For the past year Hugo has been photographing the people and landscape of an expansive dump of obsolete technology in Ghana. The area, on the outskirts of a slum known as Agbogbloshie, is referred to by local inhabitants as Sodom and Gomorrah, a vivid acknowledgment of the profound inhumanity of the place. When Hugo asked the inhabitants what they called the pit where the burning takes place, they repeatedly responded: 'For this place, we have no name'.
Their response is a reminder of the alien circumstances that are imposed on marginal communities of the world by the West's obsession with consumption and obsolesce. This wasteland, where people and cattle live on mountains of motherboards, monitors and discarded hard drives, is far removed from the benefits accorded by the unrelenting advances of technology.
The UN Environment Program has stated that Western countries produce around 50 million tons of digital waste every year. In Europe, only 25 percent of this type of waste is collected and effectively recycled. Much of the rest is piled in containers and shipped to developing countries, supposedly to reduce the digital divide, to create jobs and help people. In reality, the inhabitants of dumps like Agbogbloshie survive largely by burning the electronic devices to extract copper and other metals out of the plastic used in their manufacture. The electronic waste contaminates rivers and lagoons with consequences that are easily imaginable. In 2008 Green Peace took samples of the burnt soil in Agbogbloshie and found high concentrations of lead, mercury, thallium, hydrogen cyanide and PVC.

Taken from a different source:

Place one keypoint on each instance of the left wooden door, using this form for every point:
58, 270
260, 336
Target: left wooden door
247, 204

Hugo collapses our notions of time and progress in his photographs. There are elements in the images that fast-forward us to an apocalyptic end of the world as we know it, yet the alchemy on this site and the strolling cows recall a pastoral existence that rewinds our minds to a medieval setting. The cycles of history and the lifespan of our technology are both clearly apparent in this cemetery of artifacts from the industrialised world. We are also reminded of the fragility of the information and stories that were stored in the computers which are now just black smoke and melted plastic.
In this exhibition Hugo also raises debates about the representation contained within the photographic frame. The context of these images and the fluidity of reality, in relation to the static image, will be seen in a multi-screen installation of footage that Hugo filmed in Agbogbloshie. These cinematic elements, presented on old televisions, bring to our attention the circumstances occurring outside the constructed frame of the photograph.
Hugo will exhibit concurrently with Dineo Seshee Bopape and, as part of the FOREX series, Dominique Gonzalez-Foerst
Bopape is known for her playful, experimental video works and cluttered installations of found objects. These delve into the magic and mysteries of the metaphysical realm and disrupt our understanding of time and space. Her videos have the potential to leave one in a rhythmic trance as the mind is transported to distant illusionary worlds. Her installations, which often incorporate videos, bear a non-linear, colourful and lively resemblance to informal structures created on the fringes of the world economy, such as the alternative community of Christiania in Copenhagen and the townships of South Africa.
Works to be exhibited include a video that pays homage to Bopape's place of birth, Polokwane, but also shows her struggle reconnecting to the local landscape after years abroad. Installed in what Bopape calls a 'video garden' will be a selection of recent videos as well as new prints.
Bopape is a 2009 graduate of De Ateliers in Amsterdam and in May 2010 completed an MFA with Columbia University, New York. She was the only South African artist included on the much-hyped exhibition Younger Than Jesus at the New Museum in New York in 2009, and was the winner of the 2008 MTN New Contemporaries award. Recent group shows include Life Less Ordinary: Performance and Display in South African Art at the Fotogallery in Cardiff, Wales (2010), and Rebelle: Art and Feminism 1969-2009 at the Museum voor Moderne Kunst Arnhem, The Netherlands (2009). This is her first solo exhibition at Michael Stevenson.